Drug - Drug Interaction Study of Quinine Sulfate and Ciprofloxacin

• Maximum Plasma Concentration(Cmax) [ Time Frame: Serial pharmacokinetic blood samples for quinine sulfate collected on Days 1 and 11 before dosing and at 0.5, 1, 1.5, 2, 3, 4, 5, 6, 8, 12, 24 and 36 hours post-dose. ] [ Designated as safety issue: No ]

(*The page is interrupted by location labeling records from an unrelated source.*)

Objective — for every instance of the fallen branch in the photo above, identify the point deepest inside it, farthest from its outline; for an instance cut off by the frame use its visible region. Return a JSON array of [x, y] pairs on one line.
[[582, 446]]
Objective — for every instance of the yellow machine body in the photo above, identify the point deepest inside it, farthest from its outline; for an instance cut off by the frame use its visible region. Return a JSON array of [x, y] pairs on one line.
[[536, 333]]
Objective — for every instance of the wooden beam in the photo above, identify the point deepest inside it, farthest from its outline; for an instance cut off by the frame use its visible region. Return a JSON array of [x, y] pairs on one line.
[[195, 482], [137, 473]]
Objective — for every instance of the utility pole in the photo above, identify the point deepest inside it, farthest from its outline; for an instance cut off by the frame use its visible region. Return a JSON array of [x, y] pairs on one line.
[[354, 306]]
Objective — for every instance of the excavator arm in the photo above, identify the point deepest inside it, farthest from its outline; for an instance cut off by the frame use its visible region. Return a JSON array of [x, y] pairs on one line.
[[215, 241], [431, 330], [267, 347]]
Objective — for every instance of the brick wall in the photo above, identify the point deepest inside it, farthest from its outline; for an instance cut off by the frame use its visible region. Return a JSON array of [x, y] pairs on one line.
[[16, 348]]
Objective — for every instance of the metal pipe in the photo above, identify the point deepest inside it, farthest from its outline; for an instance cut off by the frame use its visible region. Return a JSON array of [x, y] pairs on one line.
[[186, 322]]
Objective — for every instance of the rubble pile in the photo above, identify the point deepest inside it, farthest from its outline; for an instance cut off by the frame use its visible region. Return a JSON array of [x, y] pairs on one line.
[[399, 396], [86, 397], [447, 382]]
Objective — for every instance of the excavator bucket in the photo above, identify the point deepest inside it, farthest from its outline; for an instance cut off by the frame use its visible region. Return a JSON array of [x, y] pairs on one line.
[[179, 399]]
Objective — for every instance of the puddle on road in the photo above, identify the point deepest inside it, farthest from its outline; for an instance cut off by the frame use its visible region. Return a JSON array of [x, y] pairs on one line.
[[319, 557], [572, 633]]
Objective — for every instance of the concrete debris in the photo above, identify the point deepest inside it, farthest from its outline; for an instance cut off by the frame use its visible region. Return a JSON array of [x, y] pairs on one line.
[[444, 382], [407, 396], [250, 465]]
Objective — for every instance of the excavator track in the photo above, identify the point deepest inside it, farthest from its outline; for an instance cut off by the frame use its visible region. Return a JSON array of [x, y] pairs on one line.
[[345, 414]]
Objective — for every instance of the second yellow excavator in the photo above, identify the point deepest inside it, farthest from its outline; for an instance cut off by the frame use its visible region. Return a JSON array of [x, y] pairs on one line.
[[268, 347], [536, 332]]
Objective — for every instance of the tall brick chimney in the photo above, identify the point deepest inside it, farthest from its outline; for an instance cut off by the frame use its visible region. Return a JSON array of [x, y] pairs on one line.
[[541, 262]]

  The maximum or peak concentration that the drug reaches in the plasma.
  
  
• Area Under the Concentration Versus Time Curve From Time 0 to Time t [AUC(0-t)] [ Time Frame: Serial pharmacokinetic blood samples for quinine sulfate collected on Days 1 and 11 before dosing and at 0.5, 1, 1.5, 2, 3, 4, 5, 6, 8, 12, 24 and 36 hours post-dose. ] [ Designated as safety issue: No ]

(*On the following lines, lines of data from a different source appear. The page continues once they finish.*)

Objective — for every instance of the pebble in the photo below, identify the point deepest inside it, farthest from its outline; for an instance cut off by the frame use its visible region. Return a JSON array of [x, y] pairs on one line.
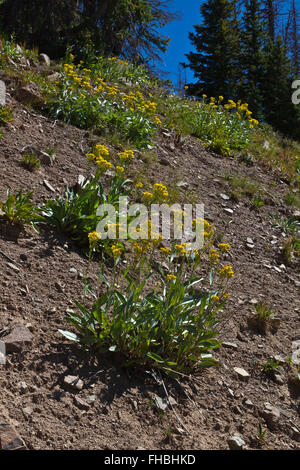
[[48, 186], [235, 442], [14, 267], [74, 382], [81, 404], [228, 211], [230, 345], [242, 373]]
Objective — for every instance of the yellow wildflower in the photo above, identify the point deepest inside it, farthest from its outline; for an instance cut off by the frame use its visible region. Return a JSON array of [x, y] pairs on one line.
[[227, 271]]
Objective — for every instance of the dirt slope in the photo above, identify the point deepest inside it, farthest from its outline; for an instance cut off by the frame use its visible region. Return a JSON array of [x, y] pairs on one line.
[[121, 412]]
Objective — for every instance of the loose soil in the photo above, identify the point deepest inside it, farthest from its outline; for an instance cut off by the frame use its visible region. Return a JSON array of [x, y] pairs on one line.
[[210, 406]]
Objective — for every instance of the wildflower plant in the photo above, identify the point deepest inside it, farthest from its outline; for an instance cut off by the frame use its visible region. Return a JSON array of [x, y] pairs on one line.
[[157, 320], [76, 213], [84, 98]]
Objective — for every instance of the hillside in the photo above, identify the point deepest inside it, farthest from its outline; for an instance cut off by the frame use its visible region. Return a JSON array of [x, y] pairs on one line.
[[251, 198]]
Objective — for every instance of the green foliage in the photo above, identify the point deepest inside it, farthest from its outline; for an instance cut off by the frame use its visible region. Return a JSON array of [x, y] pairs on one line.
[[261, 435], [124, 27], [5, 115], [84, 99], [18, 209], [217, 53], [223, 127], [271, 367], [170, 329], [263, 312], [75, 215], [30, 162]]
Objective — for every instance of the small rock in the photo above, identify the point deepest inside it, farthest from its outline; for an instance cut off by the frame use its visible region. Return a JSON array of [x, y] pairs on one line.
[[45, 59], [2, 353], [45, 158], [279, 379], [27, 96], [249, 247], [164, 161], [14, 267], [248, 403], [295, 434], [54, 76], [90, 400], [2, 93], [73, 382], [48, 186], [22, 387], [59, 287], [81, 404], [182, 184], [17, 339], [161, 403], [228, 211], [229, 345], [242, 373], [235, 442], [73, 271], [271, 415], [9, 438], [28, 410]]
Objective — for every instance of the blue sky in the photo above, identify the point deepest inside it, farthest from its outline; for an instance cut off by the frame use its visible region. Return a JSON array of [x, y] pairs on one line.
[[178, 32]]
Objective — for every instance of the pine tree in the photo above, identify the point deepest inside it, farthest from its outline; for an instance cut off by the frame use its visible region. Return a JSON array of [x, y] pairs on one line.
[[277, 90], [130, 28], [215, 62], [253, 40], [294, 38]]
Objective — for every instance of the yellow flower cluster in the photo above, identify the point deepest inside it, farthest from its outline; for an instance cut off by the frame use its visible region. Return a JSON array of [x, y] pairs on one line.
[[102, 150], [88, 85], [227, 271], [147, 196], [101, 163], [141, 248], [120, 170], [208, 230], [160, 190], [167, 251], [224, 247], [214, 256], [116, 250], [181, 249], [126, 156]]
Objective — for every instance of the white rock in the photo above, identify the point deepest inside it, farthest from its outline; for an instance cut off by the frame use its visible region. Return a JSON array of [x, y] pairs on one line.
[[242, 373], [2, 93], [235, 442]]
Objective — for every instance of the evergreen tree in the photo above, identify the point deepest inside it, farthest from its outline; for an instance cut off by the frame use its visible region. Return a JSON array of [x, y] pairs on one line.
[[279, 110], [215, 62], [116, 27], [253, 40]]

  The area under the plasma concentration versus time curve beginning from the first dose (time 0) to the last measurable concentration (time t), as calculated by the linear trapezoidal method.
  
  
• Area Under the Concentration Time Curve From Time 0 Extrapolated to Infinity [AUC(0-∞)]. [ Time Frame: Serial pharmacokinetic blood samples for quinine sulfate collected on Days 1 and 11 before dosing and at 0.5, 1, 1.5, 2, 3, 4, 5, 6, 8, 12, 24 and 36 hours post-dose. ] [ Designated as safety issue: No ]

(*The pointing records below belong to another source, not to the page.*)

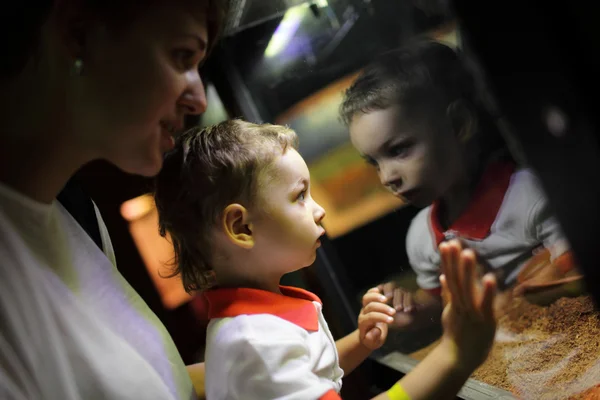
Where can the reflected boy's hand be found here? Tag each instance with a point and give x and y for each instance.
(373, 319)
(402, 300)
(468, 318)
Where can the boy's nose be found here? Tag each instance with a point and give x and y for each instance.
(390, 178)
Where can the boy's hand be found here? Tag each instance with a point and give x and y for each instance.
(373, 319)
(468, 319)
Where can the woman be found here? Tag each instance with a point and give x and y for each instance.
(88, 79)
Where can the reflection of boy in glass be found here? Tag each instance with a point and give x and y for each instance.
(414, 114)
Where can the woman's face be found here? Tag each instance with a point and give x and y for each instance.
(138, 83)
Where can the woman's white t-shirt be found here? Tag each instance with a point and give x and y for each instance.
(71, 327)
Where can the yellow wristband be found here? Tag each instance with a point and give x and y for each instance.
(397, 393)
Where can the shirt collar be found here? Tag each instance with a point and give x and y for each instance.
(476, 221)
(293, 304)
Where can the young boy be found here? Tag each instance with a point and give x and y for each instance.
(414, 114)
(235, 199)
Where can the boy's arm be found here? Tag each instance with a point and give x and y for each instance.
(438, 376)
(351, 352)
(196, 372)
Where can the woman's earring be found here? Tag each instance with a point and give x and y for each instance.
(78, 67)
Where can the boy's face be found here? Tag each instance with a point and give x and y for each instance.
(288, 229)
(416, 153)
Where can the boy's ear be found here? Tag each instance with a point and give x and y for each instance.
(237, 227)
(463, 119)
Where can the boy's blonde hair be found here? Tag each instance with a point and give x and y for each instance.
(207, 170)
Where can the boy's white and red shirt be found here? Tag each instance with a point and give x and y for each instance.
(507, 220)
(265, 345)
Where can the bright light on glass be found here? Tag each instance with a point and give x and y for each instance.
(288, 27)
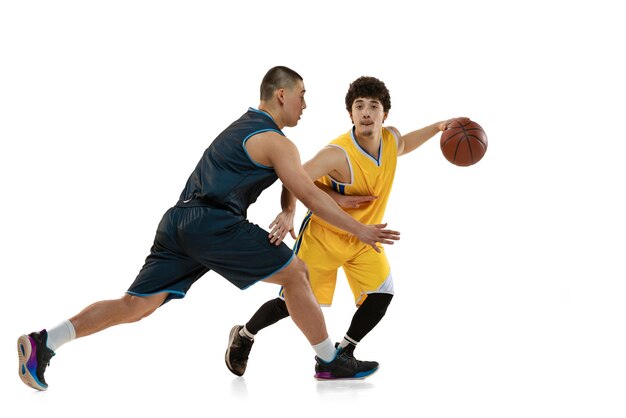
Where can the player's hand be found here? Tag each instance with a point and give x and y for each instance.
(444, 125)
(354, 201)
(280, 226)
(374, 234)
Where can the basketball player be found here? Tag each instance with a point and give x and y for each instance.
(207, 230)
(361, 162)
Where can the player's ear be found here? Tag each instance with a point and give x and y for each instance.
(280, 95)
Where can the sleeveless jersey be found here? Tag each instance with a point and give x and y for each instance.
(369, 177)
(226, 177)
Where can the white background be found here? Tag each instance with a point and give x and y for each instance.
(509, 275)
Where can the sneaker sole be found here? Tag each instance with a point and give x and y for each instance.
(27, 356)
(358, 376)
(231, 337)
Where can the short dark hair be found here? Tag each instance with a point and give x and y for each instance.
(368, 87)
(277, 78)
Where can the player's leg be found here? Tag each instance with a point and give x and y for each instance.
(165, 274)
(241, 337)
(366, 317)
(107, 313)
(371, 282)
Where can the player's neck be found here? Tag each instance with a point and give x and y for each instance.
(369, 141)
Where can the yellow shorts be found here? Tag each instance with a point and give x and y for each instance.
(324, 251)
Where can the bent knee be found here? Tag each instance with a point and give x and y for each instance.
(140, 307)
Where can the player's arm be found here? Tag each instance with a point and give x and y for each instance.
(283, 156)
(328, 161)
(415, 139)
(332, 161)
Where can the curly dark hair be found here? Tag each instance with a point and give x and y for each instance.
(368, 87)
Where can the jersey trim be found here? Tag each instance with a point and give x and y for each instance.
(367, 154)
(349, 166)
(243, 144)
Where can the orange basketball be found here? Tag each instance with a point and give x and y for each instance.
(464, 142)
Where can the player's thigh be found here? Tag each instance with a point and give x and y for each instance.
(367, 271)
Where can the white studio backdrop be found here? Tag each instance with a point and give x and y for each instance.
(509, 274)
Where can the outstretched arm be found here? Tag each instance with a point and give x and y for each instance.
(328, 161)
(413, 140)
(283, 155)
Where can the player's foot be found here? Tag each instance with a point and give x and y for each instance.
(344, 366)
(34, 356)
(363, 366)
(238, 351)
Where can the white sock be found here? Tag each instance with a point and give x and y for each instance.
(61, 334)
(326, 350)
(347, 341)
(245, 333)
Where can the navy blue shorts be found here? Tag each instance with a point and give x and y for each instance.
(190, 241)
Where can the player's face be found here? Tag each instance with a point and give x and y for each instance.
(368, 116)
(294, 104)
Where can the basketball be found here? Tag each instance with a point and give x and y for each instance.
(464, 142)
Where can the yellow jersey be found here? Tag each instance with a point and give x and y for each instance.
(369, 176)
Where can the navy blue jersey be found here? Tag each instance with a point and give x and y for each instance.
(226, 177)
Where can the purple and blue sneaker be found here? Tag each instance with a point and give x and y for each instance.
(34, 356)
(344, 366)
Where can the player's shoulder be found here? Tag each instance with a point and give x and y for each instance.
(394, 131)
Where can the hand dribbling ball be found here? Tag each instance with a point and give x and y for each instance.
(464, 142)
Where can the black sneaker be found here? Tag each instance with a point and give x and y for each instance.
(238, 351)
(34, 356)
(344, 366)
(362, 365)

  The area under the plasma concentration versus time curve from time 0 to infinity. AUC(0-∞)was calculated as the sum of the AUC(0-t) plus the ratio of the last measurable plasma concentration to the elimination rate constant.
  
  

Ciprofloxacin is moderate inhibitor of cytochrome P450 1A2 (CYP1A2), one of the enzymes responsible for the metabolism of quinine. This study will evaluate the effect of ciprofloxacin-related inhibition of CYP1A2 on the pharmacokinetics of quinine sulfate. In the morning on study Day 1 after a fast of at least 10 hours, twenty-four healthy, non-smoking, non-obese, non-pregnant adult volunteers between the ages of 18 and 45 will be given one oral dose of quinine sulfate (2 x 324 mg capsules). Fasting will continue for 4 hours after the dose. Blood samples will be drawn from all participants before dosing and for 36 hours post-dose at times sufficient to adequately define the pharmacokinetics of quinine sulfate. A 7-day washout period will be completed after the first dose of quinine sulfate on Day 1. Beginning at 07:45 am on Day 8 and continuing through Day 10, all subjects will return to the clinic for non-confined dosing of ciprofloxacin (1 x 500 mg tablet) every 12 hours. Administered ciprofloxacin doses on these days will not be in a fasted state. At 07:45 am on Day 11 after a fast of at least 10 hours, all study participants will receive a co-administered single oral dose of quinine sulfate (2 x 324 mg capsules) and ciprofloxacin (1 x 500 mg tablet). A final dose of ciprofloxacin (1 x 500 mg tablet) will be administered 12 hours later. Blood samples will be drawn from all participants before dosing and for 36 hours post-dose at times sufficient to adequately define the pharmacokinetics of quinine sulfate. Fasting will continue for 4 hours following the co-administered dose of quinine sulfate and ciprofloxacin. A further goal of this study is to evaluate the safety and tolerability of this regimen in healthy volunteers. Subjects will be monitored throughout participation in the study for adverse reactions to the study drug and/or procedures. Seated blood pressure and pulse will be measured pre-dose and at 1, 2 and 3 hours post-dose on Days 1 and 11. An electrocardiogram (ECG) will be done pre-dose and at 1, 2 and 4 hours post-dose on Days 1 and 11. All adverse events whether elicited by query, spontaneously reported, or observed by clinic staff will be evaluated by the Investigator and reported in the subject's case report form.